Being a mom to twins has its ups and downs: the drama, the fun, the trouble. I guess it’s twice as hard.
There was a phase when they knew nothing about giving one another a chance at anything. They would look at me and gesture to be lifted, especially when I arrived at home. And then there is the challenge of synchronising their sleep patterns because mommy needs to rest when they sleep. At times they would literally refuse to sleep at the same time and that would be the longest, hardest day. I know this is not father’s day, but I just have to appreciate hubby for being a present, full time, hands on dad to his boys, because without him I swear I would have checked myself into a mental hospital a couple of times.

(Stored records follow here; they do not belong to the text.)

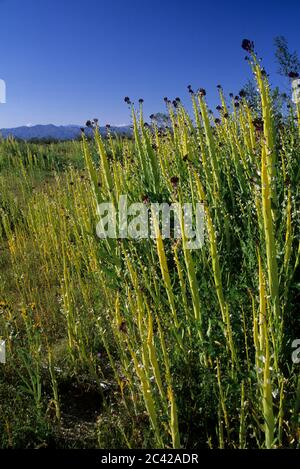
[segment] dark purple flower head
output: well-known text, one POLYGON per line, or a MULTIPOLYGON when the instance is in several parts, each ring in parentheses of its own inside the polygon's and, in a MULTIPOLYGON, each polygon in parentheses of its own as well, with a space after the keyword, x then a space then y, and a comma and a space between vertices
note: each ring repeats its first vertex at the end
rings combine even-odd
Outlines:
POLYGON ((126 322, 125 322, 125 321, 122 321, 121 324, 119 325, 119 331, 120 331, 120 332, 124 332, 124 334, 126 334, 126 332, 127 332, 127 326, 126 326, 126 322))
POLYGON ((222 106, 220 106, 220 105, 218 105, 218 106, 216 107, 216 110, 219 111, 219 112, 221 112, 222 109, 223 109, 223 108, 222 108, 222 106))
POLYGON ((90 120, 86 121, 85 125, 87 127, 93 127, 92 121, 90 121, 90 120))
POLYGON ((110 124, 106 124, 105 126, 107 129, 110 129, 110 124))
POLYGON ((222 86, 221 86, 221 85, 217 85, 217 88, 218 88, 218 90, 221 90, 221 89, 222 89, 222 86))
POLYGON ((230 97, 230 98, 233 98, 233 93, 229 93, 229 97, 230 97))
POLYGON ((289 78, 298 78, 298 77, 299 77, 299 73, 297 73, 297 72, 291 71, 289 73, 289 78))
POLYGON ((172 176, 170 181, 171 181, 172 186, 176 187, 179 182, 179 178, 177 176, 172 176))
POLYGON ((180 103, 180 98, 175 98, 175 101, 177 101, 177 103, 180 103))
POLYGON ((140 103, 140 104, 143 104, 143 102, 144 102, 143 98, 140 98, 140 99, 139 99, 139 103, 140 103))
POLYGON ((154 118, 154 114, 150 114, 150 119, 152 120, 154 118))
POLYGON ((242 42, 242 48, 246 51, 246 52, 253 52, 254 51, 254 42, 253 41, 250 41, 250 39, 243 39, 243 42, 242 42))
POLYGON ((204 88, 199 88, 199 94, 200 96, 206 96, 206 91, 204 88))
POLYGON ((124 101, 125 101, 126 104, 131 103, 130 98, 128 96, 125 96, 124 101))
POLYGON ((252 121, 252 124, 254 125, 254 128, 256 132, 263 132, 264 130, 264 121, 260 118, 257 117, 252 121))
POLYGON ((221 124, 221 121, 220 121, 220 119, 219 119, 218 117, 215 119, 215 124, 217 124, 217 125, 218 125, 218 124, 221 124))
POLYGON ((240 107, 240 103, 239 103, 238 101, 236 101, 236 102, 234 103, 234 107, 236 107, 236 108, 240 107))
POLYGON ((167 98, 167 96, 164 97, 164 102, 167 103, 169 100, 167 98))
POLYGON ((241 90, 239 91, 239 96, 240 96, 241 98, 245 98, 245 96, 246 96, 246 91, 243 90, 243 89, 241 89, 241 90))

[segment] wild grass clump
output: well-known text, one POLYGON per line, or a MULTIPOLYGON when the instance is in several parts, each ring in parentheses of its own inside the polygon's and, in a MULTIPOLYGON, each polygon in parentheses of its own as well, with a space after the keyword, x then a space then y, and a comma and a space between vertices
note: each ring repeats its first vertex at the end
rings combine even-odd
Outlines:
POLYGON ((143 100, 126 97, 133 139, 109 127, 103 138, 96 123, 94 140, 46 158, 42 145, 1 142, 2 446, 23 432, 11 431, 13 389, 43 429, 37 446, 49 429, 70 445, 68 412, 81 408, 71 427, 91 425, 99 447, 299 447, 299 108, 275 119, 253 43, 243 48, 258 110, 219 87, 214 118, 189 86, 194 115, 165 98, 170 127, 147 124, 143 100), (203 203, 201 249, 164 239, 155 217, 155 240, 100 240, 97 205, 124 194, 203 203))

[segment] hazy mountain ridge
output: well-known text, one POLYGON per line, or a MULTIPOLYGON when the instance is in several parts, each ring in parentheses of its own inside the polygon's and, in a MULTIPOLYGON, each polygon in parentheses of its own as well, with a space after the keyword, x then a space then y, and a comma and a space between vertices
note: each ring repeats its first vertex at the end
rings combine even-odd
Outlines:
MULTIPOLYGON (((55 139, 55 140, 73 140, 81 135, 80 125, 32 125, 14 127, 11 129, 0 129, 0 136, 3 138, 14 137, 20 140, 42 140, 42 139, 55 139)), ((102 135, 107 134, 106 127, 99 127, 102 135)), ((86 135, 92 135, 93 130, 85 128, 86 135)), ((118 135, 131 135, 132 129, 129 125, 124 126, 111 126, 111 133, 118 135)))

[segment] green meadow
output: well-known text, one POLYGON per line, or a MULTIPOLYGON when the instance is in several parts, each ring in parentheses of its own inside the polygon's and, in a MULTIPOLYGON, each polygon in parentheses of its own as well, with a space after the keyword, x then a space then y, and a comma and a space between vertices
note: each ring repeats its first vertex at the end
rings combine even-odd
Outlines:
POLYGON ((132 137, 0 140, 0 447, 299 448, 300 106, 249 52, 257 107, 190 87, 162 127, 126 99, 132 137), (99 239, 124 194, 203 204, 203 246, 99 239))

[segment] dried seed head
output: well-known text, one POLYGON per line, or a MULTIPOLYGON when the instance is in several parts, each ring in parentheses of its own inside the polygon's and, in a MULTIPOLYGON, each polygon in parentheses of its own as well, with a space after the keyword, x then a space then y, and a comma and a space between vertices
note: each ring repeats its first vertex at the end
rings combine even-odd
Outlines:
POLYGON ((298 78, 299 77, 299 73, 297 72, 289 72, 289 78, 298 78))
POLYGON ((140 99, 139 99, 139 103, 140 103, 140 104, 143 104, 143 102, 144 102, 143 98, 140 98, 140 99))
POLYGON ((200 96, 206 96, 206 91, 204 88, 199 88, 199 94, 200 96))

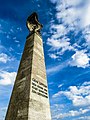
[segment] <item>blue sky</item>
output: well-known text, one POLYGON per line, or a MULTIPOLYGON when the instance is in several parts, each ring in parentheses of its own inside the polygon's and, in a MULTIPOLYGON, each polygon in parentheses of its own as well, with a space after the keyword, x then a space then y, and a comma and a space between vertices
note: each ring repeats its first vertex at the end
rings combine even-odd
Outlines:
POLYGON ((43 24, 52 120, 90 120, 90 0, 0 1, 0 120, 34 11, 43 24))

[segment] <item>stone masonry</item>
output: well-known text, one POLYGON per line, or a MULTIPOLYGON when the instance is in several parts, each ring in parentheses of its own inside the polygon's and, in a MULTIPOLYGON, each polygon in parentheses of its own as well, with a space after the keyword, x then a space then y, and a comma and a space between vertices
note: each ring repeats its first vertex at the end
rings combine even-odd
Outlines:
POLYGON ((51 120, 43 43, 37 32, 27 37, 5 120, 51 120))

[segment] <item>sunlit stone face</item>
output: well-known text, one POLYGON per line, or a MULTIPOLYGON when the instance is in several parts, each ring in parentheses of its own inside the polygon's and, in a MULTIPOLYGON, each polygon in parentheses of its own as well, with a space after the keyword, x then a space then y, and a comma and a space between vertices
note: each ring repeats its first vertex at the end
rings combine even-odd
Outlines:
MULTIPOLYGON (((33 31, 35 24, 27 25, 33 31)), ((51 120, 43 42, 35 31, 27 37, 5 120, 51 120)))

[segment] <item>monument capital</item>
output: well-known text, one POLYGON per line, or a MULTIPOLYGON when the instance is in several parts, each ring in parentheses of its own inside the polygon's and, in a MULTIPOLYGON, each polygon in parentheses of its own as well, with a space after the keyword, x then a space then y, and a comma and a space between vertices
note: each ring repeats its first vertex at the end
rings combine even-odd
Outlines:
POLYGON ((30 32, 38 32, 40 33, 42 24, 38 21, 38 15, 36 12, 33 12, 28 18, 26 22, 27 28, 30 32))

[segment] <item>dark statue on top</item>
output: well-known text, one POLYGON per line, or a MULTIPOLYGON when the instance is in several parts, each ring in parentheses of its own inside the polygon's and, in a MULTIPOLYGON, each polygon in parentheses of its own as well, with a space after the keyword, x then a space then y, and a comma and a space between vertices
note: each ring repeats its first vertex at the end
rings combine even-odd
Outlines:
POLYGON ((36 12, 32 13, 28 18, 27 18, 27 28, 29 31, 32 32, 37 32, 40 33, 41 28, 43 27, 42 24, 39 23, 38 21, 38 15, 36 12))

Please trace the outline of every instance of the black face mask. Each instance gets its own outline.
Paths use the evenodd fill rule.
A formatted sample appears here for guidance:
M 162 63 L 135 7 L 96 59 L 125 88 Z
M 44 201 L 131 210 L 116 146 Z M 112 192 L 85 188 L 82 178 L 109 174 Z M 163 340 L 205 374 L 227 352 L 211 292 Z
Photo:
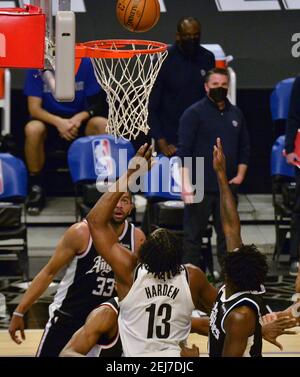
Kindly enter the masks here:
M 227 93 L 228 89 L 221 86 L 209 89 L 209 97 L 216 103 L 225 101 Z
M 196 52 L 200 45 L 200 38 L 182 39 L 179 42 L 179 45 L 185 55 L 193 56 L 193 55 L 196 55 Z

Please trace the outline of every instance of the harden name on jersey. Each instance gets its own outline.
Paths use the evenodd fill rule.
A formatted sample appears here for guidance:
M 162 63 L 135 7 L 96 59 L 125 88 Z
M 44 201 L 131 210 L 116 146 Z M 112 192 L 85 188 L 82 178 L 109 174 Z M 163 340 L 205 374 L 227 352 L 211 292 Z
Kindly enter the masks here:
M 156 284 L 151 285 L 150 287 L 145 287 L 145 292 L 147 298 L 167 296 L 174 300 L 178 295 L 179 289 L 174 287 L 174 285 Z

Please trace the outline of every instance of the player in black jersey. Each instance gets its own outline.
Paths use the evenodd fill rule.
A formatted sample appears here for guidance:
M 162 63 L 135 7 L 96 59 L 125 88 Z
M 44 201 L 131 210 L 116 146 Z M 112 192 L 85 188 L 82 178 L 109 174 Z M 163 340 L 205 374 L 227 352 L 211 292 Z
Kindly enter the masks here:
M 261 305 L 267 274 L 265 257 L 254 245 L 244 246 L 240 219 L 226 176 L 221 140 L 214 146 L 213 166 L 220 190 L 220 208 L 228 254 L 225 285 L 210 313 L 210 356 L 261 356 Z
M 119 242 L 137 252 L 145 236 L 126 220 L 131 210 L 131 194 L 125 192 L 114 208 L 110 223 Z M 65 232 L 53 256 L 34 278 L 12 316 L 9 333 L 17 344 L 25 340 L 24 313 L 66 266 L 66 273 L 49 307 L 49 321 L 38 356 L 58 356 L 74 332 L 85 323 L 88 314 L 116 295 L 114 273 L 95 250 L 87 222 L 76 223 Z M 22 340 L 17 335 L 18 330 Z
M 122 343 L 118 330 L 118 298 L 94 309 L 61 351 L 61 357 L 120 357 Z

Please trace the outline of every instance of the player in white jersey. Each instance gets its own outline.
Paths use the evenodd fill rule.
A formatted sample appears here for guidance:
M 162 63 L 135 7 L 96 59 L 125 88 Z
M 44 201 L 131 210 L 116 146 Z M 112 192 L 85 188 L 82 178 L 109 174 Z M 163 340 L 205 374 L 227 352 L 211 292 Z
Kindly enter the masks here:
M 164 230 L 155 235 L 172 237 Z M 179 343 L 189 336 L 194 309 L 188 271 L 180 265 L 169 277 L 150 271 L 139 264 L 130 291 L 120 301 L 123 352 L 126 356 L 180 356 Z
M 110 224 L 119 242 L 136 252 L 145 235 L 127 221 L 132 209 L 131 194 L 125 192 L 111 212 Z M 95 250 L 87 222 L 76 223 L 64 233 L 53 256 L 33 279 L 13 313 L 9 333 L 17 344 L 25 340 L 23 315 L 64 267 L 67 269 L 49 307 L 49 320 L 38 356 L 58 356 L 74 332 L 85 323 L 91 310 L 116 295 L 114 273 Z
M 124 355 L 180 356 L 179 343 L 189 335 L 193 308 L 209 313 L 216 289 L 198 267 L 181 264 L 182 249 L 167 230 L 153 232 L 135 256 L 118 243 L 109 223 L 128 179 L 134 182 L 150 167 L 151 155 L 147 145 L 139 149 L 127 173 L 98 200 L 87 221 L 97 251 L 116 275 Z M 139 158 L 144 159 L 144 171 L 138 169 Z

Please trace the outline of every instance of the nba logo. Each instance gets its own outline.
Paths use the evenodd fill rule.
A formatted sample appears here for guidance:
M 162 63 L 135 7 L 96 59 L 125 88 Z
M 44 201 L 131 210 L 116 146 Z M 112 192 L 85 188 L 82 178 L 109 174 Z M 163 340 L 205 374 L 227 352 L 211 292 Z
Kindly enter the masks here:
M 180 175 L 181 160 L 179 157 L 172 157 L 170 159 L 170 193 L 181 193 L 181 175 Z
M 6 57 L 6 38 L 5 35 L 0 33 L 0 58 Z
M 0 195 L 4 193 L 4 180 L 3 180 L 3 169 L 2 160 L 0 160 Z
M 103 179 L 113 174 L 113 164 L 111 157 L 110 141 L 100 139 L 93 141 L 94 168 L 97 177 Z

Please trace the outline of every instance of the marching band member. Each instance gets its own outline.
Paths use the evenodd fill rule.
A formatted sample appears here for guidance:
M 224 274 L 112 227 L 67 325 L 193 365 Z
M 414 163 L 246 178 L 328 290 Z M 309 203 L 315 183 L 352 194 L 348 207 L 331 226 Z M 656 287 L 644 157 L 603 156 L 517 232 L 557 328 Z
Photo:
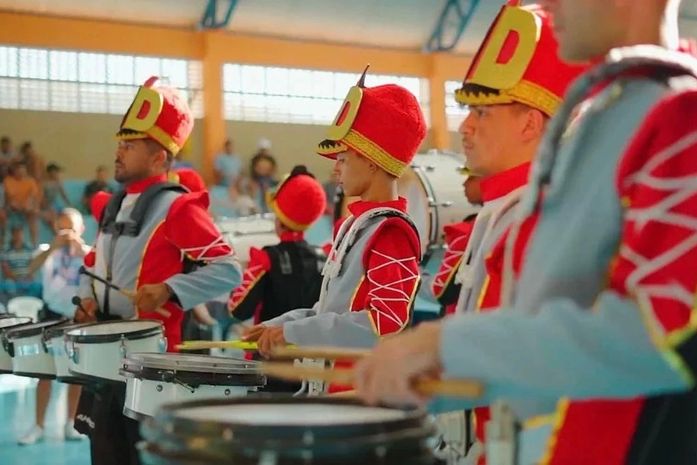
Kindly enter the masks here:
M 76 319 L 159 319 L 171 350 L 181 340 L 183 309 L 229 291 L 240 270 L 208 214 L 207 193 L 167 182 L 194 120 L 177 92 L 155 81 L 140 87 L 121 123 L 114 176 L 124 190 L 106 204 L 95 249 L 85 257 L 90 272 L 133 289 L 135 299 L 83 276 Z M 198 268 L 187 272 L 192 264 Z M 139 463 L 138 423 L 123 416 L 124 396 L 125 385 L 105 386 L 92 402 L 81 399 L 94 464 Z
M 397 178 L 426 124 L 409 91 L 394 84 L 364 87 L 364 78 L 318 148 L 335 160 L 345 195 L 360 200 L 348 206 L 350 216 L 336 233 L 318 302 L 247 331 L 262 354 L 286 343 L 370 347 L 410 323 L 421 250 Z
M 479 379 L 478 403 L 510 399 L 524 422 L 518 463 L 693 463 L 697 61 L 676 51 L 680 2 L 545 3 L 561 57 L 596 66 L 536 156 L 502 310 L 381 343 L 357 387 L 419 402 L 414 376 Z

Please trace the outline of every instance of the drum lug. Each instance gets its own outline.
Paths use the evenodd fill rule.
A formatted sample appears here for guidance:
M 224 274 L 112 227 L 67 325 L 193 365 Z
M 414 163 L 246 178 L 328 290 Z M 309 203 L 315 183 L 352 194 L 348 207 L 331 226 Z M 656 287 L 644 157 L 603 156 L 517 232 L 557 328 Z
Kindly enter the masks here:
M 126 358 L 126 355 L 128 355 L 128 349 L 126 348 L 126 338 L 124 335 L 121 335 L 121 341 L 119 343 L 119 352 L 121 353 L 122 358 Z
M 68 354 L 68 358 L 73 361 L 73 363 L 80 363 L 79 349 L 75 347 L 75 343 L 72 341 L 65 341 L 65 353 Z
M 44 331 L 41 333 L 41 347 L 43 347 L 44 352 L 48 353 L 48 341 L 49 339 L 46 339 L 46 332 Z
M 158 349 L 160 349 L 160 352 L 166 352 L 167 351 L 167 336 L 162 336 L 160 340 L 158 341 Z
M 172 381 L 174 381 L 176 384 L 180 385 L 181 387 L 183 387 L 184 389 L 186 389 L 187 391 L 189 391 L 192 394 L 196 392 L 196 389 L 193 386 L 189 386 L 188 384 L 186 384 L 182 381 L 179 381 L 177 379 L 176 375 L 172 377 Z

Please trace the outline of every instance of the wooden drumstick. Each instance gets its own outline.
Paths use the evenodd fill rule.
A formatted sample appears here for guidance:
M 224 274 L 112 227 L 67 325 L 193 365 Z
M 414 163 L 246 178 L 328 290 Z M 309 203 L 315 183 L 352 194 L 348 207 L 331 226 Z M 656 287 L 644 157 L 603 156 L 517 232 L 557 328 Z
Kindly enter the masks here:
M 341 347 L 276 346 L 271 350 L 272 358 L 323 358 L 326 360 L 359 360 L 370 355 L 366 349 L 344 349 Z
M 263 374 L 287 381 L 317 380 L 335 384 L 353 384 L 352 369 L 325 370 L 291 365 L 289 363 L 263 362 L 259 364 Z M 484 393 L 484 386 L 465 379 L 418 379 L 414 388 L 426 396 L 477 398 Z

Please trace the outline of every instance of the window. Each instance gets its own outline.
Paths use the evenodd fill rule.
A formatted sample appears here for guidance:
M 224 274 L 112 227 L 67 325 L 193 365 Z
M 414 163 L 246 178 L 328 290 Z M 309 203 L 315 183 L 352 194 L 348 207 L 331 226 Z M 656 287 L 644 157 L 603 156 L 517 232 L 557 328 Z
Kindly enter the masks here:
M 309 69 L 225 64 L 223 99 L 226 119 L 274 123 L 331 124 L 358 75 Z M 425 79 L 368 74 L 367 86 L 396 83 L 409 89 L 428 121 Z
M 445 81 L 445 117 L 448 121 L 448 130 L 457 131 L 462 120 L 467 117 L 469 110 L 466 106 L 455 101 L 455 90 L 462 87 L 460 81 Z
M 0 107 L 121 115 L 150 76 L 179 89 L 194 116 L 203 116 L 199 62 L 5 46 Z

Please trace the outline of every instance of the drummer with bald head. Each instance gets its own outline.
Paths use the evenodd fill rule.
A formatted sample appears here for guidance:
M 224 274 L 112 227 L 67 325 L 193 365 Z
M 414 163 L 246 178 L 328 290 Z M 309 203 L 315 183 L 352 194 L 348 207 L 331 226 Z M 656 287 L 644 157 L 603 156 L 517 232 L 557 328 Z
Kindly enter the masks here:
M 416 97 L 395 84 L 352 87 L 317 152 L 334 160 L 344 193 L 360 200 L 336 232 L 319 300 L 255 326 L 262 354 L 277 345 L 372 347 L 409 326 L 421 247 L 397 193 L 426 135 Z

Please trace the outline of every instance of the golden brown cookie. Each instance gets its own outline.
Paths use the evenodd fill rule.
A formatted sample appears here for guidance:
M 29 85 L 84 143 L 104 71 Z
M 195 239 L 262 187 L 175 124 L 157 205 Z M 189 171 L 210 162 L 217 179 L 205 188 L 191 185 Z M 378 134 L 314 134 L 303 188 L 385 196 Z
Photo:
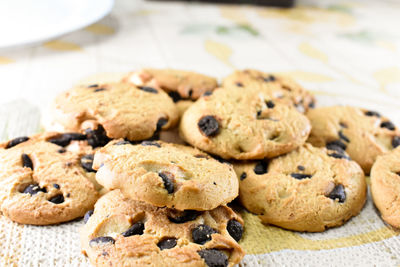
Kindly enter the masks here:
M 261 159 L 302 145 L 311 130 L 294 107 L 263 90 L 217 89 L 183 114 L 180 134 L 189 144 L 229 159 Z
M 237 70 L 226 77 L 223 82 L 224 88 L 254 88 L 269 93 L 272 99 L 294 105 L 300 112 L 314 108 L 315 99 L 313 95 L 290 77 L 265 73 L 258 70 Z
M 159 207 L 211 210 L 232 201 L 239 191 L 230 164 L 197 149 L 144 141 L 114 140 L 94 157 L 96 179 L 109 190 Z
M 86 220 L 82 251 L 95 266 L 224 267 L 244 256 L 237 243 L 243 220 L 227 206 L 178 212 L 114 190 Z
M 191 71 L 174 69 L 142 69 L 131 72 L 123 78 L 124 82 L 136 86 L 161 88 L 174 100 L 196 100 L 206 92 L 217 87 L 213 77 Z
M 99 146 L 109 138 L 144 140 L 173 127 L 178 110 L 168 95 L 128 83 L 77 86 L 60 94 L 52 106 L 47 130 L 93 133 Z
M 43 133 L 0 144 L 0 211 L 24 224 L 47 225 L 93 208 L 99 185 L 93 151 L 79 133 Z
M 236 163 L 239 198 L 264 223 L 321 232 L 357 215 L 366 200 L 360 166 L 310 144 L 270 161 Z
M 371 192 L 382 219 L 400 227 L 400 147 L 378 156 L 371 169 Z
M 309 110 L 312 130 L 307 142 L 342 151 L 368 174 L 377 156 L 400 145 L 400 131 L 376 111 L 351 106 Z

The most memorable incident in this twin mommy journey is the bath time incident of May 4 2019. It was my very first weekend alone with them. They were 14 months old. I was so afraid and had to work on my state of mind days before the weekend. I pre-cooked all the meals except breakfast. Put aside their outfits for the weekend accordingly. I needed a lot of assurance from daddy and the nanny that I would be fine. I knew I had to keep my emotions in check. From previous experience every time I was apprehensive they became fussy and restless. I could tell they did pick the vibes and responded accordingly. This I learnt from as early as they were a few weeks old, on the few occasions when I was alone with them albeit very briefly. Back to the incident… On Saturday we had a very relaxed day. In the evening, starting with Mr engineer, I bathed and dressed him and directed him to the TV as I discarded his water to continue with Sushi. Fast forward to dressing Sushi and Nacho is nicely seated in the bath, all dressed. Not only that, wasted nappy. I don’t know where I got the courage to laugh and take pictures. He grabbed the mop and looked at me and it melted my heart. The cutest innocent face in the world! I still smile at the pictures.
Anything that exists in twos belongs to them: from cushions, to cups, to chairs. This reality set in when I bought a two sitter outdoor set in a bid to create an intimate setting for me and hubby because we hardly have time for just the two of us since the arrival of the twins. I made tea one afternoon to commission the furniture. I came out of the house to find Sushi nicely seated on the one chair and he was quick to tell me “se ke sa ga Nacho” (which translates to: “this one belongs to Nacho”). It took a lot of convincing and negotiating before he could make way for us and sit on his chair.
They are one another’s keeper. When you mention to one that we are going on our routine walk, his first reaction is screaming to announce to the other one “we are leaving, hurry up”. While this is a welcome idea you won’t believe the drama it can cause at meal times. Sushi is a foodie. He is always the one to tell when they are due for their meals (including snacks). He loves the kitchen. So as you would expect, when we leave the kitchen with their food he will shout “Nacho re a ja”. And Nacho being the anti-food, lone wolf, Mr engineer will be busy manipulating stuff and wanting nothing to do with food. When he gets annoyed at the pestering from Sushi he can throw whatever he was handling at him. And that would be the beginning of a fight…Imagine the innocent invitation to a meal leading to a battle. And while at it let me make this warning! You can’t give the last bit of anything nice to any of them even when the other is out of sight, because they will be announcing and calling out the twin brother.
Children force us to pause, engage in the present moment and just take things easy. When I put the minions to sleep during the day, I take a nap. I put aside anything I was doing because I can always come back to that, but I can’t relive lost time with them: the cuddles, kisses and endless chats. I listen to them during our walks and actively engage in conversation. I ask questions and respond to theirs. This has given me the opportunity to notice their milestones as I realise how they analyse things along the way. Little things like being able to remember the names of neighbours according to their cars and houses. Managing them on the way can be a head ache, but I take joy in the chance to teach them safety and I am happy they got the lessons especially to obvious danger like on-coming vehicles.
They are less fussy about matching outfits now. They can also ask the other to step aside so mommy can put one on the lap. I don’t know if this makes things easier or I have accepted the double shift modus operandi. What I know for sure is that moms need a lot of breaks to keep their sanity. Twin moms need twice the time other moms take. This Mother’s Day I am taking this break.
I am interested to hear your experiences twin moms!